Womanism. In a nutshell is Black feminism.
Some may not know the history behind Womanism, and well we’re all female why not all band together in solidarity and kick some butt?
Well that was the idea to be sure, and the feminist movement itself has gone through waves of changes and the advent of Womanism is part of that. Nutshelling again, WOC were told repeatedly to hush on up about their issues when it came to race.
There’ll be plenty of time to address that someday, or, our particular issues with sexism and misogyny were considered divisive and derailing from the central issues of gaining equality and civil rights for women across the board.
Its nearly 3:30am, can’t get back to sleep and I’m not particularly in the mood for teaching. You can garner your own information if you need to understand more of what I’m referring to. Utilizer le Google n’est ce pas.
Suffice it to say, there is a history of WOC being marginalized and silenced in the feminist movement. A movement which was – and still is to some extent today – primarily for straight, able-bodied middle and upper class white women.
While clicking around and browsing on twitter the other day – I’m still trying to get the hang of it – I came across a feed from a feminist group in the UK. They were doing what looked like a pretty awesome outdoor event. They were tweeting photos and getting the word out on issues.

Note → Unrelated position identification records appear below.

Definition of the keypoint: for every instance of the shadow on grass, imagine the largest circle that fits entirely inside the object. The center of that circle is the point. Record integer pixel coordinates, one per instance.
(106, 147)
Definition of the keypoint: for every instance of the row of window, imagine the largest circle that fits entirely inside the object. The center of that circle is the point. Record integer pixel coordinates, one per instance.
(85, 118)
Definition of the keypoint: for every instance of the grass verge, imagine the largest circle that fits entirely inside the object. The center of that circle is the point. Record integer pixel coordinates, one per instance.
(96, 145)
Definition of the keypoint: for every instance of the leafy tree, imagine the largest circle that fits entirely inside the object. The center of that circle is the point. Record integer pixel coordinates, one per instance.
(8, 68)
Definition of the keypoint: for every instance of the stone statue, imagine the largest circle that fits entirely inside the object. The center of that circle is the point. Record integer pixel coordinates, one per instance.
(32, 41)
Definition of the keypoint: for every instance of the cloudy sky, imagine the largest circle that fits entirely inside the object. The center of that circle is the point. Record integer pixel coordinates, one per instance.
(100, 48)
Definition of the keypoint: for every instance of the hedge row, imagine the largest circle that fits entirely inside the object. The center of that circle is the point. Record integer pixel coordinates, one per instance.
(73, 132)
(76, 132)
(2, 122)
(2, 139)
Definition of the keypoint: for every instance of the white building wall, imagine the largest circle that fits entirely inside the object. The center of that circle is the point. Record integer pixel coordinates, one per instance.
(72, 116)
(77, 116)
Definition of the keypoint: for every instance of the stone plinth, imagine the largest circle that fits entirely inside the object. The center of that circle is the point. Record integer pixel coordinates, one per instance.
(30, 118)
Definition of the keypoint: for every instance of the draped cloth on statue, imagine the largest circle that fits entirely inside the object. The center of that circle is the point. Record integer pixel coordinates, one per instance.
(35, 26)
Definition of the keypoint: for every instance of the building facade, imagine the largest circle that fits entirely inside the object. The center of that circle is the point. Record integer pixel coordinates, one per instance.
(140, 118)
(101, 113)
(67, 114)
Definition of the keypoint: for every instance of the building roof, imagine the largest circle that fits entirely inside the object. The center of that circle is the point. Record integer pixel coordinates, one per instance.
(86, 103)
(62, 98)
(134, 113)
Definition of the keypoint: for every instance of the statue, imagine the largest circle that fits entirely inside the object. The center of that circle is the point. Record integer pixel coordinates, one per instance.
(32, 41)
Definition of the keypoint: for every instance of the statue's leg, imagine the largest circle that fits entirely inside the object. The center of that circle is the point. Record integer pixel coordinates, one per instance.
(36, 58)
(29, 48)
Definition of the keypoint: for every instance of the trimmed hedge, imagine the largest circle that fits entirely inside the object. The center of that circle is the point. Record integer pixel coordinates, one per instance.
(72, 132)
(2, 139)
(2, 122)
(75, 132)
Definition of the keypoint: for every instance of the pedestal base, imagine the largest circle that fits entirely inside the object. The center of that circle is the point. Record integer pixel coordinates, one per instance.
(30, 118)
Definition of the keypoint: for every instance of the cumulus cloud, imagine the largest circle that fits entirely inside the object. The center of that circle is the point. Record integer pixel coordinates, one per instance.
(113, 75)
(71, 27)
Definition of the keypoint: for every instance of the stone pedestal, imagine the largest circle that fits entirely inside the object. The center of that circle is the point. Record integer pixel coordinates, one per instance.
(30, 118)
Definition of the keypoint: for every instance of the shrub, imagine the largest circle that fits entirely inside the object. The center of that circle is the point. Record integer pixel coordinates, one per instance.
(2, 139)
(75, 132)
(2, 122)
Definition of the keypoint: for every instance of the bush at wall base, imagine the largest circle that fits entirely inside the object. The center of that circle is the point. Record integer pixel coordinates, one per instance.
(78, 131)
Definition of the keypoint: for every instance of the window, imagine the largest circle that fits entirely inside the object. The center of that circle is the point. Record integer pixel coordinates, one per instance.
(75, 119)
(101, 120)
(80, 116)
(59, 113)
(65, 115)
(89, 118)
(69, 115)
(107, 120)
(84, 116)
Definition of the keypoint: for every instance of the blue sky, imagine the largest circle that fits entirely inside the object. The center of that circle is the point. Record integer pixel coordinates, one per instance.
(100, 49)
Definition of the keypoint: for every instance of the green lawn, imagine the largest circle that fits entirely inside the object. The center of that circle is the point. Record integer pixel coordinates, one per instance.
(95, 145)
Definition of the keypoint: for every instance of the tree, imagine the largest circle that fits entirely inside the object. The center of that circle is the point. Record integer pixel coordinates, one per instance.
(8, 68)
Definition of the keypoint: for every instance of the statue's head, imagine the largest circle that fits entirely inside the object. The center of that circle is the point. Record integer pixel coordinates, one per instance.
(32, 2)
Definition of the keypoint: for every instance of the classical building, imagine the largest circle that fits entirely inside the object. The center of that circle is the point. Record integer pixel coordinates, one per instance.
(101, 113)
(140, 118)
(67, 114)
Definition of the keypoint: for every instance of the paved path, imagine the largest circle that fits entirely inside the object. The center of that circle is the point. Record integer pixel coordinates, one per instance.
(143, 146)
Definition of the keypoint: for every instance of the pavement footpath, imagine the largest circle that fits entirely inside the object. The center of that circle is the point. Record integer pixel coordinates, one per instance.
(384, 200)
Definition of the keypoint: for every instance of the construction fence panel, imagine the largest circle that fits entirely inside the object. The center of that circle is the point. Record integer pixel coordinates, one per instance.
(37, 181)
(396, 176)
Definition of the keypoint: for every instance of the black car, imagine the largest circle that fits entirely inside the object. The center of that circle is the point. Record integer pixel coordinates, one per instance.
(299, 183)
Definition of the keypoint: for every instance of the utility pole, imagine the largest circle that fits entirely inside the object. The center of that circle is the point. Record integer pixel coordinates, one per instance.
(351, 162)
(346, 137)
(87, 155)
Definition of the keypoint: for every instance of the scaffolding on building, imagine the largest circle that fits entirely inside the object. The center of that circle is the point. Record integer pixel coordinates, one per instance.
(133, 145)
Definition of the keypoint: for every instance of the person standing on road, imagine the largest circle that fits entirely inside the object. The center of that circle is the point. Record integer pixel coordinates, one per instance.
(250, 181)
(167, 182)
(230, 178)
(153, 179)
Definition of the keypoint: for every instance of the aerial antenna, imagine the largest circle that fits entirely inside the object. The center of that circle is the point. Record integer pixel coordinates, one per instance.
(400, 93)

“I need feminism because tomorrow a “musician” will rap that rape is fun.”
One can say without being too far off the mark, that rap music is a predominantly Black art form. I am in no way backing or supporting rappers that rap about rape. I am also not invalidating the point she was trying to make.
I just wish that she had chosen her language more carefully. Rap is certainly not the only music genre that has artists with problematic rape lyrics. My sign might have read:
“I need feminism because tomorrow a musician’s lyrics will be all about how fun rape is.”
Or something along those lines. Not specific to any one genre, not targeting something that is race-heavy in on direction or another, but making a general statement about the misogyny and sexism found in music.
I’m not knocking that woman’s personal statement. We are all on whatever stage or level of our particular journey towards intersectionality. But when a national organization takes her statement and puts it out there for anyone and everyone to see, I get to express how it makes me feel.
Please note: I did not reply to that tweet, nor will I. I’m simply using a picture and statement that was put out there publicly to make my own points and statements.
It might be a little thing. It might be just a blip that passes me by. But those little things add up, and weigh me down. Those are called micro-aggressions and they are a real thing.
My celebration and solidarity with women in another country gets marred, because I am brought up short by unintentional targeting. Again, I am no defender of any musical artist who can’t seem to get out from objectifying and lyrically calling down violence on women.
The music industry is yet another one of those male dominated fields that needs to be called out on their bullshit until it gets CHANGED. The rap genre is only a drop in the bucket and other genres and their artists don’t get to get a pass.
That, and rap music ie Black music has a history of being blamed for society’s ills. Which is also an inference that Black people by association are a problem too. It gets tiring.
What I’m endeavoring to do here, is point out that feminism can hurt sometimes, and why it does not work universally for all women.